A rate for the job

Some weeks ago I read a horror story about some Eastern Europeans working in the fields in the south-west of the England.

I guess in a way it was the usual story. They had paid money over in their home country for a trip to the UK in the hopes of finding the streets paved with gold. Or at least working hard and earning a decent living. Needless to state they ended up with little money, working long hours, housed in appalling accommodation (run-down caravans in this case), and scavenging in the fields for food.

It turned out the gangmaster had previously had his licence revoked, but he had been granted a stay of execution to sort himself out. Hardly a good recommend.

I got quite lost trying to work out how many subcontractors there were between the Eastern European pickers and the supermarket chains at the top. Nor could I work out where the added value was, apart from the fact that most people were able to deny responsibility or knowledge of this sad state of affairs due to the fact that there were so many different agencies involved.

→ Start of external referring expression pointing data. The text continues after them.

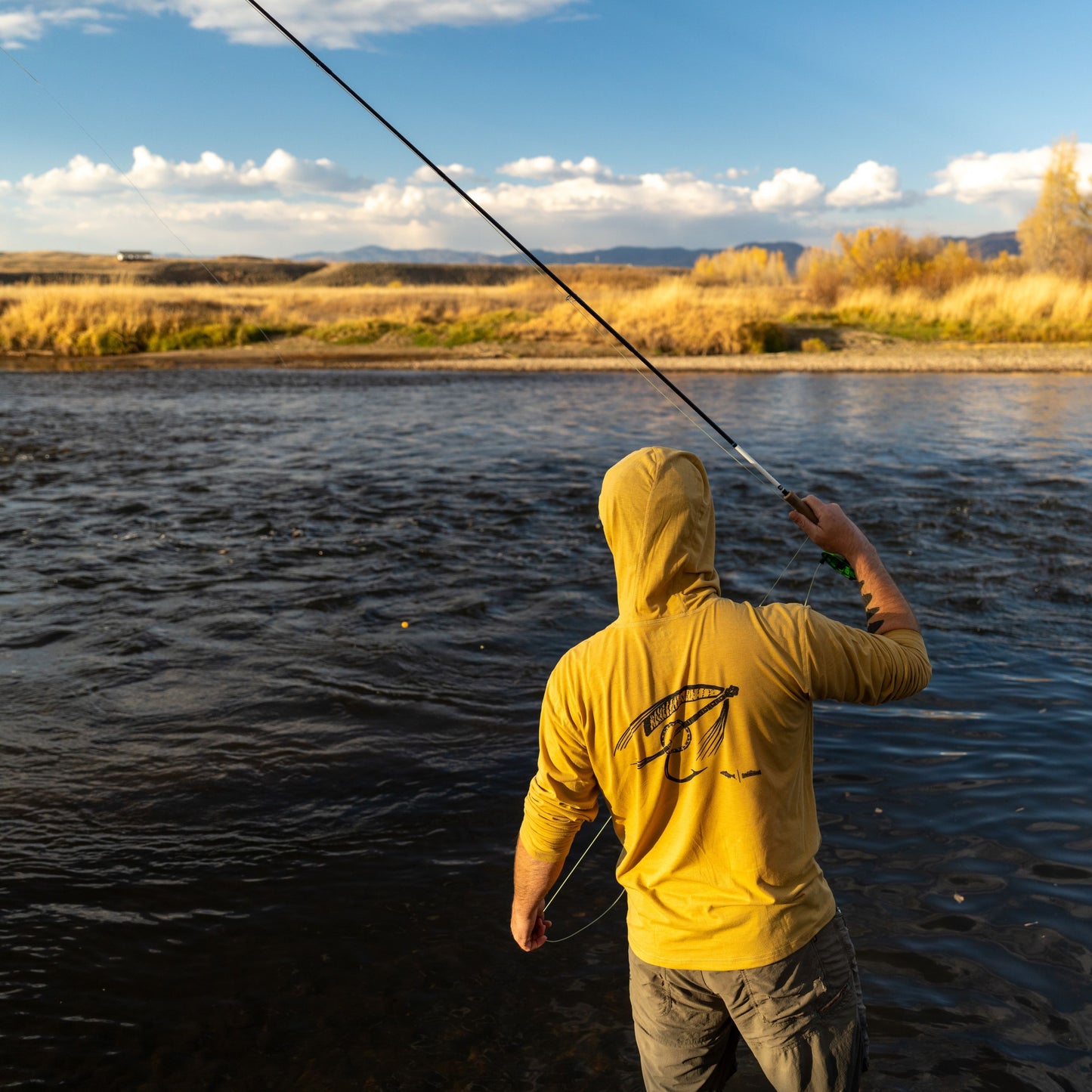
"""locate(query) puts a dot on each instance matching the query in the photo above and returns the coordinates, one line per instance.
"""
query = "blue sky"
(579, 122)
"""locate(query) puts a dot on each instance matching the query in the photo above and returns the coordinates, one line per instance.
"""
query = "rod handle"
(802, 507)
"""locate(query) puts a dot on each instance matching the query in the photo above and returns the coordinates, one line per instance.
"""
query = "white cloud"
(209, 174)
(547, 167)
(31, 22)
(287, 204)
(1007, 178)
(454, 171)
(869, 186)
(789, 190)
(333, 23)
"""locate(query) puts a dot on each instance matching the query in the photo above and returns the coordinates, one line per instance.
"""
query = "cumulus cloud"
(547, 167)
(871, 186)
(1003, 177)
(287, 204)
(790, 190)
(209, 174)
(456, 172)
(29, 23)
(333, 23)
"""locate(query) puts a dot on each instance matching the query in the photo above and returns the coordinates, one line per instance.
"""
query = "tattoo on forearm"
(871, 620)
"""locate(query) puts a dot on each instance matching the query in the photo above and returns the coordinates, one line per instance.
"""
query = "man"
(692, 716)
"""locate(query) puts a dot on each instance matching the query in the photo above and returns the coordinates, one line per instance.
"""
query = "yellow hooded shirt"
(692, 716)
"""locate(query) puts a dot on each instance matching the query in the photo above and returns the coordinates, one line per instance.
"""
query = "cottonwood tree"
(1056, 236)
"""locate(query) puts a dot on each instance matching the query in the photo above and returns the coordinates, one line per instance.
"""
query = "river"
(271, 650)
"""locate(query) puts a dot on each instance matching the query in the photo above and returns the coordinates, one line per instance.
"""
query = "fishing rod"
(785, 493)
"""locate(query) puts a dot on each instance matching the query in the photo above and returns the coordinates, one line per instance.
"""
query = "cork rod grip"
(802, 507)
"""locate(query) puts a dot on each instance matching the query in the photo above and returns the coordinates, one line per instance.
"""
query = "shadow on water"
(271, 657)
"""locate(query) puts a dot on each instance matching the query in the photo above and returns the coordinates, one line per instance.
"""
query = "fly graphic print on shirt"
(676, 734)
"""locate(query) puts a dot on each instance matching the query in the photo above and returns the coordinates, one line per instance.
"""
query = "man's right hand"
(834, 532)
(886, 608)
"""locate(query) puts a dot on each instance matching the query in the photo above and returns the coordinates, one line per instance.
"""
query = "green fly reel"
(839, 565)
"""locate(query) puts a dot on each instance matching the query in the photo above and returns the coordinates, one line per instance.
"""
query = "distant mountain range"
(982, 246)
(611, 255)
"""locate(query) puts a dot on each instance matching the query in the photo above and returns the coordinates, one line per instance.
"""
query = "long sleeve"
(848, 664)
(564, 792)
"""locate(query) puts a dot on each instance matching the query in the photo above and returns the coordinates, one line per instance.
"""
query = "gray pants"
(803, 1018)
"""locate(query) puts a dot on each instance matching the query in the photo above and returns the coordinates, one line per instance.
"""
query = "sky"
(579, 124)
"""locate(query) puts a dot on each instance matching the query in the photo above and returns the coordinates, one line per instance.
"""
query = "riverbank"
(865, 354)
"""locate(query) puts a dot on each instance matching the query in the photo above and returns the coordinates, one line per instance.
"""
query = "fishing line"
(134, 186)
(557, 890)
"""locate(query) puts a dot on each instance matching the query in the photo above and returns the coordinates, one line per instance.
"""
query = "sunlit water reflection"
(257, 832)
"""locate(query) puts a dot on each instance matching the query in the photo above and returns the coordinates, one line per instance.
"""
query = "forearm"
(532, 881)
(532, 878)
(886, 608)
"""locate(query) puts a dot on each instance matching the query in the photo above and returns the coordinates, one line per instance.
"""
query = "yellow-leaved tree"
(1056, 236)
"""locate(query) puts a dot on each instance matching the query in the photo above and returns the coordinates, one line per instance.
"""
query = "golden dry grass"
(1035, 307)
(665, 314)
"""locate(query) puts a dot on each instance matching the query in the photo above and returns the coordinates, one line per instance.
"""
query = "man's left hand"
(530, 926)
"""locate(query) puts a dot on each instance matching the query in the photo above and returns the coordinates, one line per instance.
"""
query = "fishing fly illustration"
(676, 734)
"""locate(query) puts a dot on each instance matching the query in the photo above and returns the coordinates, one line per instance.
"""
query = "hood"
(657, 517)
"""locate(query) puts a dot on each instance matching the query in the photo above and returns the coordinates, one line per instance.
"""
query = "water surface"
(257, 831)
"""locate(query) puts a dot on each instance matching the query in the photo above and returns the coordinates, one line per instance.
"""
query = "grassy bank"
(676, 314)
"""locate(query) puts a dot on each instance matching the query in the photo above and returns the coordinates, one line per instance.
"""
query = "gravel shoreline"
(881, 357)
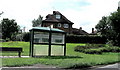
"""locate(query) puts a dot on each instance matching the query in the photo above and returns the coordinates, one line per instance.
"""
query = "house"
(57, 20)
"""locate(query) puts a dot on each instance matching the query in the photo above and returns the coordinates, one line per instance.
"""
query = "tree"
(37, 22)
(115, 23)
(110, 28)
(9, 28)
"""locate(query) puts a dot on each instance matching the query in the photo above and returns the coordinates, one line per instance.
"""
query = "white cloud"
(85, 16)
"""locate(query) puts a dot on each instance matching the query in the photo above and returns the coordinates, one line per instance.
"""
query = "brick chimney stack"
(119, 5)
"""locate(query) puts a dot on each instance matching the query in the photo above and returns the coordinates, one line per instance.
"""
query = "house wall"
(55, 25)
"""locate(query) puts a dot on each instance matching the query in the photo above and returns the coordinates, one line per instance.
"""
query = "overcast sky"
(83, 13)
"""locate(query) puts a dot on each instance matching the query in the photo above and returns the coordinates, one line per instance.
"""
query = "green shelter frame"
(44, 41)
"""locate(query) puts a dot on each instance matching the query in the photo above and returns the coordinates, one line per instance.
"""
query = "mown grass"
(71, 60)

Just to finish off that story, apparently the Gangmaster Licensing Authority ordered the gangmaster concerned to cease trading. Until the next time?

With this is mind I was discussing the situation of some Eastern European skilled tradesman working on the same site as my partner. They are working through a British agency apparently.

They were getting £5 an hour, a few quid less than Partner. And their contract was for a 60 hour week ie ten hours a day, Monday to Saturday, all at basic rate, with an unpaid half-hour lunch break.

“Terrible,” we muttered. “Slave labour for people with a skill. People are so greedy, the world is going backwards.”

At least if Partner wants to work overtime – when it’s available – he does get time and a half.

We talked about it again. They are getting their accommodation paid for, which is expensive in Gib. It’s in one of the cheaper hotels (although none of them are cheap in my view), so the agency guy must get a good deal on it. They get a food allowance as well apparently.

One of the guys told Partner he would have preferred a flat. I’ll bet. When I’ve rented apartments here for a few nights they are much dearer than cheap hotels.

So then we thought a bit harder. They are getting an appalling hourly rate even though they are skilled tradespeople, and there is a shortage of their particular trade here. They are contracted to work well over the legal maximum for weekly working hours – which as we all know can be exceeded with individual consent. Presumably this consent is on the lines of “You want the job or not?”

But they have no accommodation costs, so they only have to buy food and they get an allowance to go towards that. The rest they send home to their families.

One guy was chucking it in to go back to his wife. He figured he could do as well back there. But he didn’t rule out coming back.

In the end we couldn’t decide whether we thought they were being ripped off or not.

There is no way you could work on Partner’s wages and rent a property here at the going rate – or stay in a hotel. Let alone feed yourself, or me or the dog.

So if you look at it like that, they don’t have a bad deal.

They certainly have a better deal than the Eastern Europeans working in the fields in the UK that I mentioned earlier.

But I hate seeing skilled tradespeople getting the run-around. And being paid rubbish wages for long hours. While lots of agencies and sub-contractors get the cream.